Nisqually Vista Trail
Mount Rainier National Park offers a Junior Ranger Program, with guided kid-friendly tours of the mountain from Sunrise and Paradise. But if you happen to arrive at the park on a day or time when a Junior Ranger hike isn't being offered, fear not as options exist for you and your family.
Several times during the day, rangers from Mt. Rainier also offer guided tours not specifically designed for children, but children are most welcome and do get a lot out of these tours.
Take the Nisqually Glacier tour for example. Also called the Nisqually Vista Trail, it's only a mile and a half long, is paved, and is the easiest trail on the Paradise side of the mountain. You're welcome to hike it any time you want to of course, but by going with a ranger you'll come away with a new perspective about the mountain and some interesting and fun information as well.
If you're lucky, you might find yourself on a tour with Dana, a ranger who is a geologist by trade. She enamored the children on our hike with her lessons on volcanoes and the variety of rocks you can find on Mt. Rainier. She had rock samples the kids could hold in their hands and she drew pictures on a large white board she actually carried with her along the hike. She could rattle off the names of botanical mountain marvels (wildflowers) like nobody's business. And the best part was that she walked at a pace fit for the group she was hosting. Great fun for all.
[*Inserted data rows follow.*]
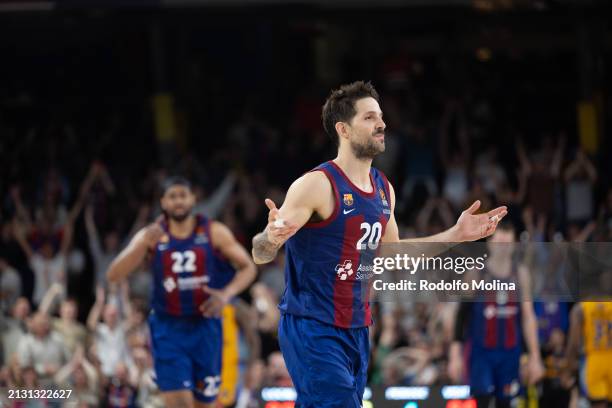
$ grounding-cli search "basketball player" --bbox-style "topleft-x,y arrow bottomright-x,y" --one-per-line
107,178 -> 256,408
566,302 -> 612,408
253,81 -> 507,408
448,223 -> 544,408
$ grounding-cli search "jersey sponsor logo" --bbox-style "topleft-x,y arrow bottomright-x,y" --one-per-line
483,305 -> 518,320
503,380 -> 521,397
335,259 -> 353,280
177,276 -> 210,290
193,235 -> 208,244
164,276 -> 210,293
164,277 -> 176,293
378,187 -> 389,207
342,193 -> 353,207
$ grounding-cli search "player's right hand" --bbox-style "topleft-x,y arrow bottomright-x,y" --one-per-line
266,198 -> 298,247
144,218 -> 164,247
448,358 -> 463,384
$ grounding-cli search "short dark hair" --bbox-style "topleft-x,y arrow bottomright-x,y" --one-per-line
321,81 -> 380,146
162,176 -> 191,196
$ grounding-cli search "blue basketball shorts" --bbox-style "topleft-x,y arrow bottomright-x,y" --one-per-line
149,312 -> 223,402
278,313 -> 370,408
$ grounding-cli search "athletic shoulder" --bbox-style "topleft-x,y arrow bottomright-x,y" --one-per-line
288,170 -> 332,201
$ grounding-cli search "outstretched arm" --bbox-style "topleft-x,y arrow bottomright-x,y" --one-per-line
106,222 -> 164,282
252,171 -> 333,264
202,221 -> 257,317
382,184 -> 508,243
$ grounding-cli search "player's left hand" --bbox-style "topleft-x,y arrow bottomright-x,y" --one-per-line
200,286 -> 229,317
455,200 -> 508,242
527,357 -> 544,385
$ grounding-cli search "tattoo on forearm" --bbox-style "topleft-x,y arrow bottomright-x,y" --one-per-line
253,231 -> 278,262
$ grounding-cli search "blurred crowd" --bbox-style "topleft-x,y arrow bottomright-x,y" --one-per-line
0,24 -> 612,407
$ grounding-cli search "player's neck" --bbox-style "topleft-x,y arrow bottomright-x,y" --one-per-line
168,215 -> 195,239
334,150 -> 373,192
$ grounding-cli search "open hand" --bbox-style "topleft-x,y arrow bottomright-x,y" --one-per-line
455,200 -> 508,242
266,198 -> 298,247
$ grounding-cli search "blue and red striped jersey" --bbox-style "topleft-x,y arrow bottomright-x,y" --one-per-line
468,267 -> 523,351
279,161 -> 391,328
151,214 -> 235,316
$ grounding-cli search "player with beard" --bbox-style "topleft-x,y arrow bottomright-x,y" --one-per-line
253,81 -> 507,408
107,177 -> 256,408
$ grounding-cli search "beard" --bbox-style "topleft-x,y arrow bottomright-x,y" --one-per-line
168,209 -> 191,223
351,129 -> 385,160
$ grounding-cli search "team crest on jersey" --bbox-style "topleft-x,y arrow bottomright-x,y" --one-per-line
164,277 -> 176,293
378,187 -> 389,207
342,193 -> 353,207
336,259 -> 353,280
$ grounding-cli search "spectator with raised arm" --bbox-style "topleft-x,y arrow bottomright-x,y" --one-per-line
17,312 -> 70,387
38,283 -> 87,353
87,287 -> 129,377
54,346 -> 99,407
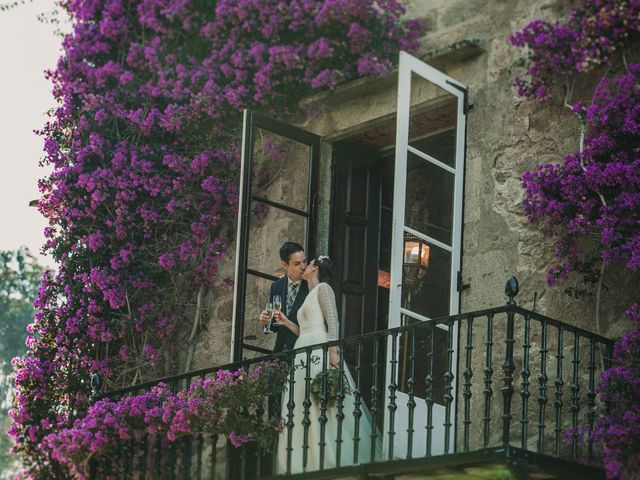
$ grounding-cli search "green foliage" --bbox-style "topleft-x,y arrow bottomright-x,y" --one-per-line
0,247 -> 44,374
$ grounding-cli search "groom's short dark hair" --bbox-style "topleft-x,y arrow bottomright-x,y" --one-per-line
280,242 -> 304,262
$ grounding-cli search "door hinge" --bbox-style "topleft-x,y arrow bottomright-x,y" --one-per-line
458,270 -> 471,292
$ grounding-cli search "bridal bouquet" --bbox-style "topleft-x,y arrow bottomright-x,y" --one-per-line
311,368 -> 351,408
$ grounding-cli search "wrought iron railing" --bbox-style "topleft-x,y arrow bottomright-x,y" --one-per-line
87,286 -> 613,479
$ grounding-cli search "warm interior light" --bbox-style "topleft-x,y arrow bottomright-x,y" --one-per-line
404,241 -> 430,268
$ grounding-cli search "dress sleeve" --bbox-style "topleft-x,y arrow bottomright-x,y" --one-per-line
318,283 -> 340,341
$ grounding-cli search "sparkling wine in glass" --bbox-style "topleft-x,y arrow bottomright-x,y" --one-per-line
273,295 -> 282,310
273,295 -> 282,325
264,302 -> 273,333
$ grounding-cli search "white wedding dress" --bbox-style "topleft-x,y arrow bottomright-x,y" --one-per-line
276,283 -> 380,474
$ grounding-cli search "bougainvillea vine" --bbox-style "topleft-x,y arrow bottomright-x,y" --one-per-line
11,0 -> 420,479
510,0 -> 640,478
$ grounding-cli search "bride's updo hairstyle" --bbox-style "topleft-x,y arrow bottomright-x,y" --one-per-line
315,255 -> 336,285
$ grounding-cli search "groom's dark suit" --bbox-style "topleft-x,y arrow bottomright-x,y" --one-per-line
270,275 -> 309,353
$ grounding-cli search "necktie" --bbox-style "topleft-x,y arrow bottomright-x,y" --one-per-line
286,282 -> 299,315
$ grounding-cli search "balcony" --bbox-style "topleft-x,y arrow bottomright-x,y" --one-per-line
90,294 -> 613,480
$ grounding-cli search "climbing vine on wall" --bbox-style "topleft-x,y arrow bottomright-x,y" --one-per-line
511,0 -> 640,478
11,0 -> 420,478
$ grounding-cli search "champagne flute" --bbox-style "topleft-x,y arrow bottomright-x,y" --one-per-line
264,302 -> 273,333
273,295 -> 282,323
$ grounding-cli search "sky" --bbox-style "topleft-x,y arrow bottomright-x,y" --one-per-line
0,0 -> 69,267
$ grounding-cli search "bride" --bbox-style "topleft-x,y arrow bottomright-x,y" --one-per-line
275,255 -> 379,474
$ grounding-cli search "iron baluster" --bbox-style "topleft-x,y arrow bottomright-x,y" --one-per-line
302,348 -> 311,468
140,433 -> 149,480
318,345 -> 329,471
371,337 -> 380,462
538,319 -> 549,453
553,326 -> 564,456
286,354 -> 296,473
405,328 -> 416,458
211,433 -> 219,480
387,330 -> 398,458
571,331 -> 580,460
196,433 -> 204,480
462,317 -> 474,452
444,320 -> 454,454
520,314 -> 531,450
351,339 -> 362,464
336,348 -> 345,467
587,336 -> 596,461
424,323 -> 435,457
501,310 -> 516,446
482,313 -> 493,448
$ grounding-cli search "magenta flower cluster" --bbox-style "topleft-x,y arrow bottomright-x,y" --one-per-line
43,361 -> 288,479
591,303 -> 640,479
11,0 -> 420,478
522,64 -> 640,283
509,0 -> 640,101
511,0 -> 640,478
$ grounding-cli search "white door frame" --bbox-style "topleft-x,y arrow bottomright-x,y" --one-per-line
384,52 -> 466,458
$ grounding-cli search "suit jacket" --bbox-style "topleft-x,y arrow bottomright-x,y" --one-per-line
270,275 -> 309,353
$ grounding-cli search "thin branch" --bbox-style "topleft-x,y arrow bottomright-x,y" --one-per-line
184,284 -> 206,373
596,260 -> 605,372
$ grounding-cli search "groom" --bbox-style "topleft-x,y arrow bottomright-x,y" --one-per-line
260,242 -> 309,353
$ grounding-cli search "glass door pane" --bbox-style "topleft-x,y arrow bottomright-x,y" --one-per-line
232,110 -> 320,361
385,52 -> 466,458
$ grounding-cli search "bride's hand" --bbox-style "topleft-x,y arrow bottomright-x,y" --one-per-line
329,347 -> 340,369
273,310 -> 289,325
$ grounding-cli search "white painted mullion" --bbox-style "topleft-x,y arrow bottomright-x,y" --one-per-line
404,225 -> 453,253
229,108 -> 249,362
407,145 -> 456,175
389,52 -> 411,328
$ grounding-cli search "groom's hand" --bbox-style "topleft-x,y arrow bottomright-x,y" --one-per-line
329,347 -> 340,368
259,310 -> 269,328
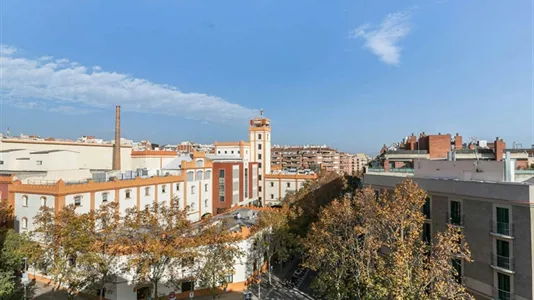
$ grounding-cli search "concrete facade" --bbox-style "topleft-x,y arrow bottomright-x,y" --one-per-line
364,170 -> 534,300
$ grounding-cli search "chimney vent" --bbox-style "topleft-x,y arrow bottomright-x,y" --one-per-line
113,105 -> 121,171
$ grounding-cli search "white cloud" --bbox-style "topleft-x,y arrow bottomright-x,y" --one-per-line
0,45 -> 257,123
349,11 -> 411,65
0,44 -> 17,55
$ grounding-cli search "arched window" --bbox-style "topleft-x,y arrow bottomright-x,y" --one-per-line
20,217 -> 28,229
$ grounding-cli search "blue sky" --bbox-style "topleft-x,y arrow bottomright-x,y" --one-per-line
0,0 -> 534,153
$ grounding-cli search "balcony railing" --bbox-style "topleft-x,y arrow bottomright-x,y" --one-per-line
446,213 -> 464,226
367,168 -> 413,173
493,288 -> 514,300
491,253 -> 514,271
491,221 -> 514,237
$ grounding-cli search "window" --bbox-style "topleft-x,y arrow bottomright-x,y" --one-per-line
452,259 -> 462,284
187,171 -> 195,181
496,240 -> 511,270
449,201 -> 463,226
497,273 -> 512,300
423,223 -> 432,245
219,169 -> 225,202
496,207 -> 511,236
422,197 -> 430,220
245,169 -> 248,198
181,281 -> 195,293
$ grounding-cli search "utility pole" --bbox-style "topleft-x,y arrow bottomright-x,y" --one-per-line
21,257 -> 30,300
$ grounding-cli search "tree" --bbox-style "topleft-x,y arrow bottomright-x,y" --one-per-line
121,198 -> 193,298
305,180 -> 472,299
195,221 -> 244,299
82,202 -> 124,299
256,205 -> 295,284
33,205 -> 93,299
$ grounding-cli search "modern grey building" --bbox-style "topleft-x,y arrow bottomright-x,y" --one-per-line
364,153 -> 534,300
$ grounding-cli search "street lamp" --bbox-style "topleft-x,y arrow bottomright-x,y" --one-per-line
21,257 -> 30,300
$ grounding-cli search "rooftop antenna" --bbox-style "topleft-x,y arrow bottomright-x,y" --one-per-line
471,136 -> 480,172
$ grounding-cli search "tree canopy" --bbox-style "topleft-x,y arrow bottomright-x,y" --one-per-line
304,180 -> 472,300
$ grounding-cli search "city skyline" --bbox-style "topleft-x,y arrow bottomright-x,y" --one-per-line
0,1 -> 533,154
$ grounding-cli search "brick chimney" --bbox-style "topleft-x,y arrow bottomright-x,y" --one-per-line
495,137 -> 506,161
454,133 -> 462,150
113,105 -> 121,171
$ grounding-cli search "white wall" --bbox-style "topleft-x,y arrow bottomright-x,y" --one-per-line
0,139 -> 132,170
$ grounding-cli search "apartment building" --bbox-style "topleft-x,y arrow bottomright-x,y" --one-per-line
364,152 -> 534,300
271,145 -> 341,172
374,132 -> 534,169
216,114 -> 317,206
340,153 -> 369,175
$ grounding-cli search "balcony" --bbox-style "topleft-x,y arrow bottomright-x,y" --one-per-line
490,221 -> 514,239
493,288 -> 514,300
367,168 -> 413,174
491,253 -> 514,274
446,213 -> 465,227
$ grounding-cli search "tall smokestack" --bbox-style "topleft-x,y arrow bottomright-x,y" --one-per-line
113,105 -> 121,171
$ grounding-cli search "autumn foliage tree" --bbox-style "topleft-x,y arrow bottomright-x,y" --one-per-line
33,205 -> 93,298
122,199 -> 194,298
83,202 -> 124,299
195,222 -> 244,299
304,180 -> 472,300
256,205 -> 295,284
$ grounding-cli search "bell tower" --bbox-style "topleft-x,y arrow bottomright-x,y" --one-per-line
248,109 -> 271,203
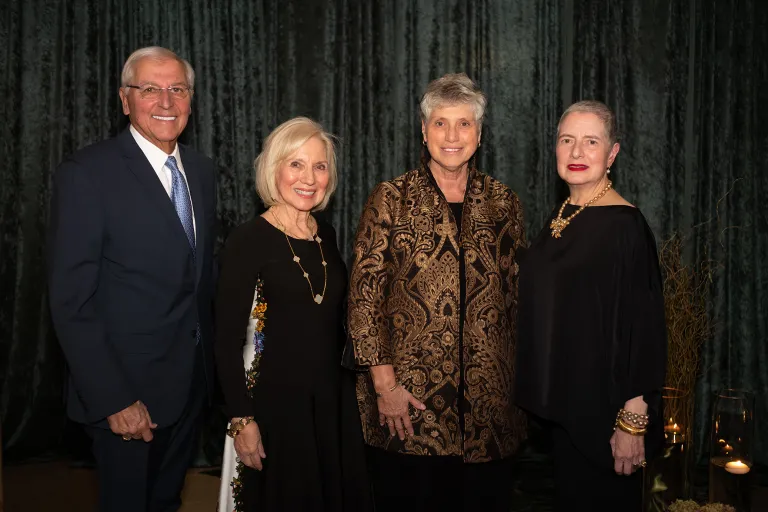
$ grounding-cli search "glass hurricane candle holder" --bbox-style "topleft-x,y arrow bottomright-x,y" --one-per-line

Join a US Forest Ranger for a short, interpretive hike from the summit of Crystal Mountain. Learn about local flora and fauna, human history and the geologic processes which have shaped this unique alpine landscape. Tours are complimentary and open to everyone. Bring the whole family -- even leashed dogs are welcome! Tours gather outside the new Summit Shop under the gondola terminal Wednesday - Sunday at 11am and 1pm.
Completed in January 2011 and open year-round, the Mt. Rainier Gondola will whisk you and your family up 2,500 feet in a scenic ten minute ride to Crystal Mountain's 6,872 ft. summit. Enjoy the stark alpine landscape along with the wide-angle views of Mt. Rainier and the surrounding Cascade Range's peaks and glaciers. Explore the trails, join a ranger-led interpretive hike, picnic with family and friends, or dine at the Summit House, the highest elevation restaurant in Washington.
This 8.6 mile out and back ride on the pipeline trail (no. 74) is mostly flat and follows a dirt road and wide singletrack that is open to hikers, horses, mountain bikes, ATVs and motorcycles. Soak up the views of Rainier and the Goat Rocks Wilderness as you picnic at the lake (4.3 miles in).
The month of September is the best month to find huckleberries. Two quarts per person per day of huckleberries may be gathered within the National Park, and just outside the park's southern boundaries, East Lewis County near Packwood and Randle is well known for these delightful and tasty fruits. Huckleberries grow in open areas at elevations over 4000 feet. Three gallons per person are allowed (non-commercial) without a permit.
Near Eatonville, the Wildlife Park is a treasure for families and wildlife enthusiasts. The signature tram tour through the 435-acre free roaming area offers the opportunity to spot animals as they wander through forests, wetlands and meadows. Including the core area -- with cats, bears, wolves, owls and more -- the park is home to 200 animals representing 30 species.
Pioneer Farm Museum is a "hands on" homestead built in 1887 with a multiple of activities for adults and children, including overnight programs. It is open on weekends from mid-March through mid-June, and after Labor Day to the day before Thanksgiving. During summer it is open all week. The Museum and Ohop Indian Village are located just north of Eatonville.